Chapter 22. POSITIVELY LAST APPEARANCE (continued)

This caused a laugh, and made things gay and comfortable at once. Then the usual fire of questions and answers began, to be kept up briskly while the boys admired Nat's blond beard and foreign clothes, the girls his improved appearance--for he was ruddy with good English beef and beer, and fresh with the sea-breezes which had blown him swiftly home--and the older folk rejoiced over his prospects. Of course all wanted to hear him play; and when tongues tired, he gladly did his best for them, surprising the most critical by his progress in music even more than by the energy and self-possession which made a new man of bashful Nat. By and by when the violin--that most human of all instruments--had sung to them the loveliest songs without words, he said, looking about him at these old friends with what Mr Bhaer called a 'feeling-full' expression of happiness and content:

'Now let me play something that you will all remember though you won't love it as I do'; and standing in the attitude which Ole Bull has immortalized, he played the street melody he gave them the first night he came to Plumfield. They remembered it, and joined in the plaintive chorus, which fitly expressed his own emotions:

'Oh my heart is sad and weary
Everywhere I roam,
Longing for the old plantation
And for the old folks at home.'

'Now I feel better,' said Mrs Jo, as they all trooped down the hill soon after. 'Some of our boys are failures, but I think this one is going to be a success, and patient Daisy a happy girl at last.

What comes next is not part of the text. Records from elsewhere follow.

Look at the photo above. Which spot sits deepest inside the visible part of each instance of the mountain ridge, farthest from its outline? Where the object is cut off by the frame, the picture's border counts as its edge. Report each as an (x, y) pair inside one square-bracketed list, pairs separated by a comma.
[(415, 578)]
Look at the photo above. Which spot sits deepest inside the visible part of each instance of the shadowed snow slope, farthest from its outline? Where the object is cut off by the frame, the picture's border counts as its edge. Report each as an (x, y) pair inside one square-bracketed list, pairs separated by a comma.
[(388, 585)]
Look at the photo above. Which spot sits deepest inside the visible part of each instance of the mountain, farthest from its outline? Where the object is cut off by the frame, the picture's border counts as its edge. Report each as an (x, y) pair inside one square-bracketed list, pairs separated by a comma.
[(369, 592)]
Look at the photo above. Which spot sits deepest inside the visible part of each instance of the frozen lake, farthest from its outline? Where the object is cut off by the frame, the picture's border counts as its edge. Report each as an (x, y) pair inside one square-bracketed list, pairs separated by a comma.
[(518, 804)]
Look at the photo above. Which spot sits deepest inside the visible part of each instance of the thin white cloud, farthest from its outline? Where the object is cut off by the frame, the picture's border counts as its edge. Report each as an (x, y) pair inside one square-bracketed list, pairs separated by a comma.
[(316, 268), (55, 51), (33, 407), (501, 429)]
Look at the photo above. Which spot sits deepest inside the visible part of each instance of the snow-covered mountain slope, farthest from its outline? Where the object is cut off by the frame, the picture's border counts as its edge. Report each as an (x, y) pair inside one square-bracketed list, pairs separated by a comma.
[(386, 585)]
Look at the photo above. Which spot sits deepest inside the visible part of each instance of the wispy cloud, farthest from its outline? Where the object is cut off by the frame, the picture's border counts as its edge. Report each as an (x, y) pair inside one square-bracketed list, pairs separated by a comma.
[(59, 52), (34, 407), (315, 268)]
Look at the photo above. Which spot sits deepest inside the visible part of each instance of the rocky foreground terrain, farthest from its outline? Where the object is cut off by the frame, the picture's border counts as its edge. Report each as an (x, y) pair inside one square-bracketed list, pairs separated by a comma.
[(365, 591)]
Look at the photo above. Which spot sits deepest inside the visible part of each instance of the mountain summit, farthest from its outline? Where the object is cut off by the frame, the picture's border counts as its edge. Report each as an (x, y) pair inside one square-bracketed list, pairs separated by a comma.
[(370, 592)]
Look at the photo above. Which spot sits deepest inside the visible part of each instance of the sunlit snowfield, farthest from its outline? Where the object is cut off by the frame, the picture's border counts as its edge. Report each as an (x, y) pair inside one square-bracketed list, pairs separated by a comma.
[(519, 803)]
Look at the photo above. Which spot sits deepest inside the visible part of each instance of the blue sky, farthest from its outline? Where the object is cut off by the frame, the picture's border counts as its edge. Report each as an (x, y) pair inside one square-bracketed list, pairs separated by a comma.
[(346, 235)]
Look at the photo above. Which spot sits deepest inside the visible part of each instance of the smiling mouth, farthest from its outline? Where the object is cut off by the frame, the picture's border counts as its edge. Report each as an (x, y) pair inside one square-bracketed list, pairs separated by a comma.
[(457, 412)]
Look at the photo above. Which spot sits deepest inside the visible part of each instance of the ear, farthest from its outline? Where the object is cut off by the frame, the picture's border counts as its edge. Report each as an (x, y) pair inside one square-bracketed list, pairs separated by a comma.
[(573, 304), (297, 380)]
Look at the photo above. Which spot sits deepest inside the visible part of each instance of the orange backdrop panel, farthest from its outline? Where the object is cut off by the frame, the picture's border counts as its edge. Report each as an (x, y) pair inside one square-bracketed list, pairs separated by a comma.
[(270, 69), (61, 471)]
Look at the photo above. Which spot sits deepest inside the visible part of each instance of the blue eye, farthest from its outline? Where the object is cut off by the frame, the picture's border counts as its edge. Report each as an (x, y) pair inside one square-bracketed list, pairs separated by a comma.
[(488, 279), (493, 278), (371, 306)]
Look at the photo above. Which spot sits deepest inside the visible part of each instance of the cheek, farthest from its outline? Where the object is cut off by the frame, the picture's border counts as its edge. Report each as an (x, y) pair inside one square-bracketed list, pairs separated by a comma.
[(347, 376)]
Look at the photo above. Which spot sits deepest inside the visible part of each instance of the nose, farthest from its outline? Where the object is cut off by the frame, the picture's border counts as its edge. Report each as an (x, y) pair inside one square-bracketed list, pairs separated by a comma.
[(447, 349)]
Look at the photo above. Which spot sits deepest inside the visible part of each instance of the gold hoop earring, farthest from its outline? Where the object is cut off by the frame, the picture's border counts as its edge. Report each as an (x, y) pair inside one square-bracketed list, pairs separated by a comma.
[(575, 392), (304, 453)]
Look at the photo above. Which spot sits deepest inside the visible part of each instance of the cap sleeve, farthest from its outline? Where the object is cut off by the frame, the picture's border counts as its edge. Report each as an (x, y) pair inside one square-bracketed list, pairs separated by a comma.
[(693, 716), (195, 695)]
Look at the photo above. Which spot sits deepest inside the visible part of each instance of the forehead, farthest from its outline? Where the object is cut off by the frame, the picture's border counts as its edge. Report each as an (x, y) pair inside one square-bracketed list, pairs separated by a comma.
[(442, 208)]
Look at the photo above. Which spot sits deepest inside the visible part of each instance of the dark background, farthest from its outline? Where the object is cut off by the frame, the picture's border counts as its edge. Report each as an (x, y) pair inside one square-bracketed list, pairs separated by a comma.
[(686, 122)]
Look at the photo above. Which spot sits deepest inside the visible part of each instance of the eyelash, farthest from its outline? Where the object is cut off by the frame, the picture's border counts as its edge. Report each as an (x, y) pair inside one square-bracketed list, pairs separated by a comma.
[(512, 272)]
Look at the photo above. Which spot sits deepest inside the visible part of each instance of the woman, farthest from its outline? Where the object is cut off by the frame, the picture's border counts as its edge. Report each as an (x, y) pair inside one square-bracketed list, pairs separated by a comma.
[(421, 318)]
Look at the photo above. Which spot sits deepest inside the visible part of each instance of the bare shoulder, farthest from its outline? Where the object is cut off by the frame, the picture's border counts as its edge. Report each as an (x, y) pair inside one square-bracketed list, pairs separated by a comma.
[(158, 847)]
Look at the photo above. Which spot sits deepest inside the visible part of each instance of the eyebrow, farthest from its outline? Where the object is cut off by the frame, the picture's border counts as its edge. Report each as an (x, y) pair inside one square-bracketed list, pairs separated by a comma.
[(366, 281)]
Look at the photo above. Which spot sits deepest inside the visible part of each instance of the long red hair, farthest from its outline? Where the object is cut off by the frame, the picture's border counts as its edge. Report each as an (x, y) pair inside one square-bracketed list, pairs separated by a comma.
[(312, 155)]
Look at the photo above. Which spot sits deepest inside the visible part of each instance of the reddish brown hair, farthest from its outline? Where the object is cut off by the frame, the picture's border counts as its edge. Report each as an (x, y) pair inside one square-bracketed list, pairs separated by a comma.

Nat is your work, Fritz, and I congratulate you heartily.'

'Ach, we can but sow the seed and trust that it falls on good ground. I planted, perhaps, but you watched that the fowls of the air did not devour it, and brother Laurie watered generously; so we will share the harvest among us, and be glad even for a small one, heart's-dearest.'

'I thought the seed had fallen on very stony ground with my poor Dan; but I shall not be surprised if he surpasses all the rest in the real success of life, since there is more rejoicing over one repentant sinner than many saints,' answered Mrs Jo, still clinging fast to her black sheep although a whole flock of white ones trotted happily before her.